Workflow Specification Reference

This page documents all data models used in workflow specification files. Workflow specs can be written in YAML, JSON, JSON5, or KDL formats.

WorkflowSpec

The top-level container for a complete workflow definition.

Name	Type	Default	Description
`name`	string	required	Name of the workflow
`user`	string	current user	User who owns this workflow
`description`	string	none	Description of the workflow
`project`	string	none	Project name or identifier for grouping workflows
`metadata`	string	none	Arbitrary metadata as JSON string
`parameters`	map<string, string>	none	Shared parameters that can be used by jobs and files via `use_parameters`
`variables`	map<string, string>	none	Workflow-level constants substituted via `{name}` into every string field
`env`	map<string, string>	none	Environment variables exported for every job in the workflow
`jobs`	[JobSpec]	required	Jobs that make up this workflow
`files`	[FileSpec]	none	Files associated with this workflow
`user_data`	[UserDataSpec]	none	User data associated with this workflow
`resource_requirements`	[ResourceRequirementsSpec]	none	Resource requirements available for this workflow
`failure_handlers`	[FailureHandlerSpec]	none	Failure handlers available for this workflow
`slurm_schedulers`	[SlurmSchedulerSpec]	none	Slurm schedulers available for this workflow
`slurm_defaults`	SlurmDefaultsSpec	none	Default Slurm parameters to apply to all schedulers
`resource_monitor`	ResourceMonitorConfig	none	Resource monitoring configuration
`actions`	[WorkflowActionSpec]	none	Actions to execute based on workflow/job state transitions
`use_pending_failed`	boolean	false	Use PendingFailed status for failed jobs (enables AI-assisted recovery)
`execution_config`	ExecutionConfig	none	Execution mode and termination settings
`compute_node_wait_for_new_jobs_seconds`	integer	none	Compute nodes wait for new jobs this long before exiting
`compute_node_ignore_workflow_completion`	boolean	false	Compute nodes hold allocations even after workflow completes
`compute_node_wait_for_healthy_database_minutes`	integer	none	Compute nodes wait this many minutes for database recovery
`enable_ro_crate`	boolean	false	Enable automatic RO-Crate provenance tracking
`access_groups`	[string]	none	Access group names granted shared access to this workflow on creation

Examples with project, metadata, and shared environment

The project and metadata fields are useful for organizing and categorizing workflows. For more detailed guidance on organizing workflows, see Organizing and Managing Workflows.

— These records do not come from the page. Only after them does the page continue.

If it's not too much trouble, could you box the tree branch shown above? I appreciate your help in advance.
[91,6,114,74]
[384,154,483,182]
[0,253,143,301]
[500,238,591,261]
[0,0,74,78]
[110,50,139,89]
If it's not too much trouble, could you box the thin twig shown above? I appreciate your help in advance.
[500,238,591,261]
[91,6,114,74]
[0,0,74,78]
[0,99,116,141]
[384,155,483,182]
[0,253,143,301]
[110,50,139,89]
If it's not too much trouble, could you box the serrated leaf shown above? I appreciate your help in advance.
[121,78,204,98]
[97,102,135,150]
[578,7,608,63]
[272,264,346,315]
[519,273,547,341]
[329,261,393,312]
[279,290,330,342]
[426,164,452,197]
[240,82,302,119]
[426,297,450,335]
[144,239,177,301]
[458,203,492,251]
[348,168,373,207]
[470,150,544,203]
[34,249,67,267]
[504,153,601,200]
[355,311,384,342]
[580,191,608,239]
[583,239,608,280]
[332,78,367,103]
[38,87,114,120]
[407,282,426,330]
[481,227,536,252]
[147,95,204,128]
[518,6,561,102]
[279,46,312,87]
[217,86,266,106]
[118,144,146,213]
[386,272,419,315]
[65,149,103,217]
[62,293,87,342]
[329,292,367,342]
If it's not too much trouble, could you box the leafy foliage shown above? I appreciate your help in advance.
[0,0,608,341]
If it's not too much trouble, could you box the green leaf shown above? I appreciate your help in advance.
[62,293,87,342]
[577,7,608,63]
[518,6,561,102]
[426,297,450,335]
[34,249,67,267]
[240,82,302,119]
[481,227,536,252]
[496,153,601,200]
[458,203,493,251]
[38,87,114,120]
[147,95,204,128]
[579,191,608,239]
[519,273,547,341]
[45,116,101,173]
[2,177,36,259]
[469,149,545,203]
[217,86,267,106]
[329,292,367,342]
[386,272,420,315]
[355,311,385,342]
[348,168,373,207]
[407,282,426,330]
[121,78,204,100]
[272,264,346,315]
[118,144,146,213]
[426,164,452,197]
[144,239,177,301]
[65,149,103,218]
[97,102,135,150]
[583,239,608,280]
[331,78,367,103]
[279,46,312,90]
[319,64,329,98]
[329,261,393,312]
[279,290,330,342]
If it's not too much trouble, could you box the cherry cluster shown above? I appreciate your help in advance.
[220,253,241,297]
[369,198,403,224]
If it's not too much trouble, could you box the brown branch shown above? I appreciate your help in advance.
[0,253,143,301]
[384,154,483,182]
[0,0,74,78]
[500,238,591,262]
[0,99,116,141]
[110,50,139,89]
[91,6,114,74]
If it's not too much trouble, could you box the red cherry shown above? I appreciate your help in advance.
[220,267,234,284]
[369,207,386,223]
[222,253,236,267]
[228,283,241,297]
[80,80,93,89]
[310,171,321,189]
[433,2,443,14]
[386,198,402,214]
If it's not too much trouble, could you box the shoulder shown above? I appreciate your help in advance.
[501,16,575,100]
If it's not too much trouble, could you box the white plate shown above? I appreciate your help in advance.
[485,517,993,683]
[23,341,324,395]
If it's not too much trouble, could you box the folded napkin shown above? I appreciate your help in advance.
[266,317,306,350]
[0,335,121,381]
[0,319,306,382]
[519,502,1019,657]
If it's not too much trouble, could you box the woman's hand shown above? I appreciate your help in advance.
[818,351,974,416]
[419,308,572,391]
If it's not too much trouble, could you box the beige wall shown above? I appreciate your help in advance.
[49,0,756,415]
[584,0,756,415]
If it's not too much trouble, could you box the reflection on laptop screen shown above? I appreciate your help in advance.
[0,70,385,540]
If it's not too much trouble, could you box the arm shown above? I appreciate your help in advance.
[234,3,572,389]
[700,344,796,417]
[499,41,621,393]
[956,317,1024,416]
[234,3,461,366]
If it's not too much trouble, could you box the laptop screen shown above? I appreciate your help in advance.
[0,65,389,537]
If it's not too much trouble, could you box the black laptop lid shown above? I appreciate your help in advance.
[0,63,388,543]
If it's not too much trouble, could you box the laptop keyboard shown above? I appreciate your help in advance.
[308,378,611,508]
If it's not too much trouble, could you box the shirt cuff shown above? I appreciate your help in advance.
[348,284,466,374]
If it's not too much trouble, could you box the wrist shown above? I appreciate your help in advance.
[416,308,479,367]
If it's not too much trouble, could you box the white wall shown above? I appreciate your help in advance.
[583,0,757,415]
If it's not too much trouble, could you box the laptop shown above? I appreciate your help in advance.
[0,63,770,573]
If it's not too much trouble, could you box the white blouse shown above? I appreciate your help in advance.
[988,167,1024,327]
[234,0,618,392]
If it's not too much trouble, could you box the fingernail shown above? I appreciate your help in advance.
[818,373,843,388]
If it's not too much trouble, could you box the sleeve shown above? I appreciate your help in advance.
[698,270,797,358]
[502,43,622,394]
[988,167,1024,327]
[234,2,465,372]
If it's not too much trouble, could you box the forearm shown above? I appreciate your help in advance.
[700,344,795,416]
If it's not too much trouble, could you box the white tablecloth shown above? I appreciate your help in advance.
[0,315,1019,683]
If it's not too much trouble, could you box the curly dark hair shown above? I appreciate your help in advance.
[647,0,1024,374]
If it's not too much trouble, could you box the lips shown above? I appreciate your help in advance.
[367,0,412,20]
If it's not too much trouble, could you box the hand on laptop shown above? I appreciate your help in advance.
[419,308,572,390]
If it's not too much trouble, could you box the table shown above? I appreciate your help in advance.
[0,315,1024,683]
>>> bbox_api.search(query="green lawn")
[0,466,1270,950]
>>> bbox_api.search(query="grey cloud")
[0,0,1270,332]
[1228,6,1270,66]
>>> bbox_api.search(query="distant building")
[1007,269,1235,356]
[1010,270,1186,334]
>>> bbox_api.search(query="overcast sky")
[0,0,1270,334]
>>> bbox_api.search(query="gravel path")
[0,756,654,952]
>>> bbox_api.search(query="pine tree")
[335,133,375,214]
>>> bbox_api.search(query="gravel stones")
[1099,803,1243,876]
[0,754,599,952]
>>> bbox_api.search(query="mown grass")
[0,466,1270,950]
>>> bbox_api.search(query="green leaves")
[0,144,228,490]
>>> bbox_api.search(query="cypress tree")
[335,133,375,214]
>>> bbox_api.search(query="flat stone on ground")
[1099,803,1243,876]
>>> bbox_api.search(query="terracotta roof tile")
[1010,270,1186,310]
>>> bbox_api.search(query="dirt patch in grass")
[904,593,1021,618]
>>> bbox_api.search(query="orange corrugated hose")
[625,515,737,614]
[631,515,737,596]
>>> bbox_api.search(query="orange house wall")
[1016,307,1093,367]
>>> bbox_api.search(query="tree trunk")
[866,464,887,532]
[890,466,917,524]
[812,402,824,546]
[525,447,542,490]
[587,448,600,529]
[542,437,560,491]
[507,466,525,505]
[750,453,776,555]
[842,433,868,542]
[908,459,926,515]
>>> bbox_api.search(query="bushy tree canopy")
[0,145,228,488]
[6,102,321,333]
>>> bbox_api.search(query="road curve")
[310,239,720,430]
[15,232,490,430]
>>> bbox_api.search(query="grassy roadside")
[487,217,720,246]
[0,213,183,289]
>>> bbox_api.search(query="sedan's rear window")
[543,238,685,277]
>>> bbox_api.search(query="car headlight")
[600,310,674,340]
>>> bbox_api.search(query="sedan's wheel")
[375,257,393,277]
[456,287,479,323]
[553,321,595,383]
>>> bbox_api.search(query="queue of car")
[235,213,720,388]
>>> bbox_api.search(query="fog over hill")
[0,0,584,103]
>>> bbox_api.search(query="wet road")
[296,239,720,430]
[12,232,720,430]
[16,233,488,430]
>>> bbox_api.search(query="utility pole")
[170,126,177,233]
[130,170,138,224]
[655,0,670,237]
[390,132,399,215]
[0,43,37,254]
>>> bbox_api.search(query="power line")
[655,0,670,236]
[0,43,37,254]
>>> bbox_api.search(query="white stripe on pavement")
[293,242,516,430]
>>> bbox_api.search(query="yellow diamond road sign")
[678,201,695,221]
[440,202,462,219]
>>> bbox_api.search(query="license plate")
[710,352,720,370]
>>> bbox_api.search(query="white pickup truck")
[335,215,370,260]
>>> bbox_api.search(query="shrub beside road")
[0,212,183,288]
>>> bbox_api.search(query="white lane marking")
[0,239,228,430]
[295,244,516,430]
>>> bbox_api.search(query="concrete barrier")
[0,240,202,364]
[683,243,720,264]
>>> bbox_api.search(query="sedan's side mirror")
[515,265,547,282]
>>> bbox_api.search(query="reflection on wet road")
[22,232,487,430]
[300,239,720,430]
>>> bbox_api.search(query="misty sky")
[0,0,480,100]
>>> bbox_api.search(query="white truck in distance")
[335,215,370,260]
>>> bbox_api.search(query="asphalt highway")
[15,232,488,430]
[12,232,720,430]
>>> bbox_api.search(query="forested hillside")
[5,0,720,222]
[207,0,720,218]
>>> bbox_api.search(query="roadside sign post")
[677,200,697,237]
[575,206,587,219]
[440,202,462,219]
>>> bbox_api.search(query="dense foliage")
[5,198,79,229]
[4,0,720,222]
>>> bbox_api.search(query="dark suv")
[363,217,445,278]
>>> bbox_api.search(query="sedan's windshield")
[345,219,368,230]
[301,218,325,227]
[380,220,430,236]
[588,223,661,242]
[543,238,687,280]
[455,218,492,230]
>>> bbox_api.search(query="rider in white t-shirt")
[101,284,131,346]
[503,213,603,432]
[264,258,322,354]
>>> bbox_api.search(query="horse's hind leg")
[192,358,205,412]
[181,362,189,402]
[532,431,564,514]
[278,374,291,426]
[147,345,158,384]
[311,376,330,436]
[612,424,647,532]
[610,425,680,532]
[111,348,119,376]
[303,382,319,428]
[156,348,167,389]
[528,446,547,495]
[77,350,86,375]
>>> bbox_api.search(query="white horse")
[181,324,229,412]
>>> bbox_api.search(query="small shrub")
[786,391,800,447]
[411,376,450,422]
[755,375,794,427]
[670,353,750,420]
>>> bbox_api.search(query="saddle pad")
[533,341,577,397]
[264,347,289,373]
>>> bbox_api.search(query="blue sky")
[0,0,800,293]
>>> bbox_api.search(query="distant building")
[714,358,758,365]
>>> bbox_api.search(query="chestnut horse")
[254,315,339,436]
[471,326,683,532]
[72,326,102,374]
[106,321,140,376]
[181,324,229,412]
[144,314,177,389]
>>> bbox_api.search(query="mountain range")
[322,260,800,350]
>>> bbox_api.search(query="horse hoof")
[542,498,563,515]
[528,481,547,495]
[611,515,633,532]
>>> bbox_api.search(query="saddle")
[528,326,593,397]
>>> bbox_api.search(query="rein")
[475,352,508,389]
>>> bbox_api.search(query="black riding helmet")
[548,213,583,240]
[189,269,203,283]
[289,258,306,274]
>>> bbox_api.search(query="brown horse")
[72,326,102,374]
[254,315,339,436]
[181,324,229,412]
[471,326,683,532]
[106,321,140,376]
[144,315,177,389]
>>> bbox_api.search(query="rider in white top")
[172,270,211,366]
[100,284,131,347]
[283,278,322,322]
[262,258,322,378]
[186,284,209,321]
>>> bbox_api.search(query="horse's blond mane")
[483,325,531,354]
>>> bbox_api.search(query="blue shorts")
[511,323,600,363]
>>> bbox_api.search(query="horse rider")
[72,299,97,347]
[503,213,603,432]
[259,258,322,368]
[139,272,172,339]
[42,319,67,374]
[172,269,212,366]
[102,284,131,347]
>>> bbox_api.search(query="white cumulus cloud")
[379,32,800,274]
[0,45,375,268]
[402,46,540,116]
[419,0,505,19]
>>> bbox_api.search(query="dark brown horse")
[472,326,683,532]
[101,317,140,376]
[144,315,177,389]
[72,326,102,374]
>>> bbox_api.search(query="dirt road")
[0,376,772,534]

Use the top-level env map to export environment variables for every job in the workflow. Jobs can also define their own env map to add variables or override workflow-level values with the same key.

YAML example:

name: "ml_training_workflow"
project: "customer-churn-prediction"
metadata: '{"environment":"staging","version":"1.0.0","team":"ml-engineering"}'
description: "Train and evaluate churn prediction model"
env:
  DATA_ROOT: "/scratch/churn"
  LOG_LEVEL: "info"
jobs:
  - name: "preprocess"
    command: "python preprocess.py"
  - name: "train"
    command: "python train.py"
    env:
      LOG_LEVEL: "debug"
    depends_on: ["preprocess"]

JSON example:

{
  "name": "data_pipeline",
  "project": "analytics-platform",
  "metadata": "{\"cost_center\":\"eng-data\",\"priority\":\"high\"}",
  "description": "Daily data processing pipeline",
  "env": {
    "DATA_ROOT": "/scratch/analytics",
    "LOG_LEVEL": "info"
  },
  "jobs": [
    {
      "name": "extract",
      "command": "python extract.py",
      "env": {
        "LOG_LEVEL": "debug"
      }
    }
  ]
}

Declare access_groups on the spec to grant teammates access at creation time instead of running torc access-groups add-workflow afterwards. Each name must match an existing group; an unknown name fails the create with a 422 and the workflow row is not created.

name: shared_workflow
access_groups:
  - naerm
  - data-team
jobs:
  - name: analyze
    command: python analyze.py

Use torc access-groups add-workflow / remove-workflow for post-creation changes; the YAML field is a declarative shortcut, not the ongoing-management API.

JobSpec

Defines a single computational task within a workflow.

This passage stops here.